I am working on a dynamic programming assignment for macro-economics that has code in Matlab which I tried to translate to Julia.
However I cannot get the performance to be what it should be.
Here is the loop solving the Bellman equation in each iteration
function perform_loop(
size_state_space::Int64,
utilities::Matrix{Float64},
optimal_choices::Vector{Int64},
current_utilities::Vector{Float64},
max_utilities::Vector{Float64},
absdiff::Vector{Float64})
for vfit = 1:VFMAXIT
#form Bellman equation
@inbounds for i in 1:size_state_space
u, ind = findmax(view(utilities, :, i) .+ β .* current_utilities)
optimal_choices[i] = ind
max_utilities[i] = u
end
# Vector of errors
absdiff .= abs.(max_utilities .- current_utilities)
# Maximum absolute error
vferr = maximum(absdiff)
#if (mod(vfit, 50) == 1)
# println("VF error = $vferr on VF iteration $vfit.")
#end
# exit if converged
if (vferr < VFTOL)
println("Number of iterations: $vfit")
println("Error achieved: $vferr")
break
end
# if not converged, then redo
current_utilities .= max_utilities
end
return optimal_choices
end
Here size_state_space
is 1000
, which means that the length for everything is 1000
. Utilities is a 1000
by 1000
matrix indicating the utility
for every combination of elements in the state space, which is equal to range(.001, stop = 1, length = 1000)

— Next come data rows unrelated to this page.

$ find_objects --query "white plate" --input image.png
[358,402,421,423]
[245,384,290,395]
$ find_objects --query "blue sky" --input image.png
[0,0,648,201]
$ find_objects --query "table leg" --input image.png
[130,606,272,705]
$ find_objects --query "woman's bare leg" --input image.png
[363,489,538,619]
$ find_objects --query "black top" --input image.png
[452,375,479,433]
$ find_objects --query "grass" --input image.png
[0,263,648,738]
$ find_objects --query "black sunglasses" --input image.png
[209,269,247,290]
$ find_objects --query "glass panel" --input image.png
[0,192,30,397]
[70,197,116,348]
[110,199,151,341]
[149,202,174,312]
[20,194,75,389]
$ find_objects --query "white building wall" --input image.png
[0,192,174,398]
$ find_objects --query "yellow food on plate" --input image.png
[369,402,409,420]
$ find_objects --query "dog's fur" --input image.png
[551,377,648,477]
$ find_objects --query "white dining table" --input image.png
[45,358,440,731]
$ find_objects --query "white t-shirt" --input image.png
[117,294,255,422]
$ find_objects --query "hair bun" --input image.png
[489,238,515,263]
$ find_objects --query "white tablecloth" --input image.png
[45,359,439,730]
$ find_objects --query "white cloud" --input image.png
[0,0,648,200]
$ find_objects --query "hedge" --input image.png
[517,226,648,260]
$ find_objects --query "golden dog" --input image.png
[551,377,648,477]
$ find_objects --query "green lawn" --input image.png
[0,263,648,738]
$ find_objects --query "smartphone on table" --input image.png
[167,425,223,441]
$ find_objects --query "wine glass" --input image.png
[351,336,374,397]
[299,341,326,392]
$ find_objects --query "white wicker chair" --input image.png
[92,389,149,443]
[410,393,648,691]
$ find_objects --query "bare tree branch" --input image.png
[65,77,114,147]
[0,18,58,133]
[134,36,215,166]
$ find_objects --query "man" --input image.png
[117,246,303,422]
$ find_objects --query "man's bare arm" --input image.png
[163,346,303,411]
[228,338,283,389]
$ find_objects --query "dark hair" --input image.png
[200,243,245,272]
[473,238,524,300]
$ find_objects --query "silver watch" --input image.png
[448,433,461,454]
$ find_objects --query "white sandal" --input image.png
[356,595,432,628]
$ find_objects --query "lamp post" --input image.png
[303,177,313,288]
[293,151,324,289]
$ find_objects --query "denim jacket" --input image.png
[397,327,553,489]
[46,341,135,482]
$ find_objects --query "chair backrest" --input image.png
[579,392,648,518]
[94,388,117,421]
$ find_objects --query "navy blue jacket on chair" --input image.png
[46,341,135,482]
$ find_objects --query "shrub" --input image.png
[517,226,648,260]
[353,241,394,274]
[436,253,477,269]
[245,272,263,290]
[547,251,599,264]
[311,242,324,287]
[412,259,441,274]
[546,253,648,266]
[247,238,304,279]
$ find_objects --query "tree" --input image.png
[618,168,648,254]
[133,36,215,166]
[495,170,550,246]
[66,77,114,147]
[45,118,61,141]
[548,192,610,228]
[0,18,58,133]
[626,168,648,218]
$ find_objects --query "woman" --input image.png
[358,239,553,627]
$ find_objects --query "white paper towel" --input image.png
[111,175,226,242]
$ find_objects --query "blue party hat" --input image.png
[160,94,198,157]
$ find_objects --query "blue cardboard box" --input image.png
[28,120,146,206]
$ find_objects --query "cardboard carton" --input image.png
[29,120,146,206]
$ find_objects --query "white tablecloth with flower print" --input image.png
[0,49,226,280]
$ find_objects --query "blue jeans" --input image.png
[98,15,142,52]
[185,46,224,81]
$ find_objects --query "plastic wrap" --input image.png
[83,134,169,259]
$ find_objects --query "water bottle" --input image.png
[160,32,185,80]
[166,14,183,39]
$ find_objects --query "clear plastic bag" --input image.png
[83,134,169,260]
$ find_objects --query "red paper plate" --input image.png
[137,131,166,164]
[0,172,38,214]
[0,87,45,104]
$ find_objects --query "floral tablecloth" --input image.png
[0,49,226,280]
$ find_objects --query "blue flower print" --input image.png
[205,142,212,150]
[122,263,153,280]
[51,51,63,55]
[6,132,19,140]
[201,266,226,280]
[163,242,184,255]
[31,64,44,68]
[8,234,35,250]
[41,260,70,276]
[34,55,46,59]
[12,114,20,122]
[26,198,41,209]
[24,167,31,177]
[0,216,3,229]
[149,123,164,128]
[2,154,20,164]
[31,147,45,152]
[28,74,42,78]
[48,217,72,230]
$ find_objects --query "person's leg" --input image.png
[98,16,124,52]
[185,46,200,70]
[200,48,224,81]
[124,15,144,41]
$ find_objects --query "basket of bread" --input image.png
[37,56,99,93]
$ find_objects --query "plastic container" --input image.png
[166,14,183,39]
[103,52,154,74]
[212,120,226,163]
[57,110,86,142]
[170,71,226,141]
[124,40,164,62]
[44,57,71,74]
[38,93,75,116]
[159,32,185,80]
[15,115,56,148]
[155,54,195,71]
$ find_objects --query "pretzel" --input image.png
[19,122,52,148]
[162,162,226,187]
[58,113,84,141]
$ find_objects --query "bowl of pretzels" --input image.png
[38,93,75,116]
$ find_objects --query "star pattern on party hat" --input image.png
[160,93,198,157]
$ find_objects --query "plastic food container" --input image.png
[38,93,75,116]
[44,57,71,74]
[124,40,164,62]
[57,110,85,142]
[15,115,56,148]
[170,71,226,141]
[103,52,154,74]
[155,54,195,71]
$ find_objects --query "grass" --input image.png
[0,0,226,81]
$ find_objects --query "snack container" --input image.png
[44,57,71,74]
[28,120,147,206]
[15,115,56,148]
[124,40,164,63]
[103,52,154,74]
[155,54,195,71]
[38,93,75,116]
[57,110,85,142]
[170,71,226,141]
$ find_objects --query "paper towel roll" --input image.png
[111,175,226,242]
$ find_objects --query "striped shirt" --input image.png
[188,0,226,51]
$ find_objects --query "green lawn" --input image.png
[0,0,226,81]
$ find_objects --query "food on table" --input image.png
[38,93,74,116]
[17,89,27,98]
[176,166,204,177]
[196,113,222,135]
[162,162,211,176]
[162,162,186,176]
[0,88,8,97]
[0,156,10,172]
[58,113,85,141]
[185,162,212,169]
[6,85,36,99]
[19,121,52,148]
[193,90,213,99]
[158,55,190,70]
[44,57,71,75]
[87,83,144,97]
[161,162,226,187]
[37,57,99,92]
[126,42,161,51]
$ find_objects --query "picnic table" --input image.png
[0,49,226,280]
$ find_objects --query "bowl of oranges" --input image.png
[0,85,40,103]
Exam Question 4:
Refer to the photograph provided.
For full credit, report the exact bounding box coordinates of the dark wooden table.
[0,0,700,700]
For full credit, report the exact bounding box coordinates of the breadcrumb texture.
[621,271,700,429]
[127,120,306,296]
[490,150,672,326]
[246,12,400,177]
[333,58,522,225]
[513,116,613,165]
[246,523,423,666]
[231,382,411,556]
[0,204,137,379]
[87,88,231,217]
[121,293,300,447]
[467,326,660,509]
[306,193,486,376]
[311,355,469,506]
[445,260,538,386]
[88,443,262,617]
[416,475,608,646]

. It has many values equal to -Inf
because some combinations are not feasible.
I feel like I have done a good job pre-allocating arrays and only using broadcasted assignment. I have also made sure to iterate column-wise over utilities
for fastest iteration. As you can see, the bulk of my computation, done in the loop, has been placed in it’s own function. Nonetheless my code still takes twice as long as similar code in matlab.
I have made use of Profile and ProfileViews to better understand what is taking up so much time, but I have yet to have a breakthrough.
I am sure the problem will be obvious as I have not had much experience writing code that needs to be fast. Any help is appreciated.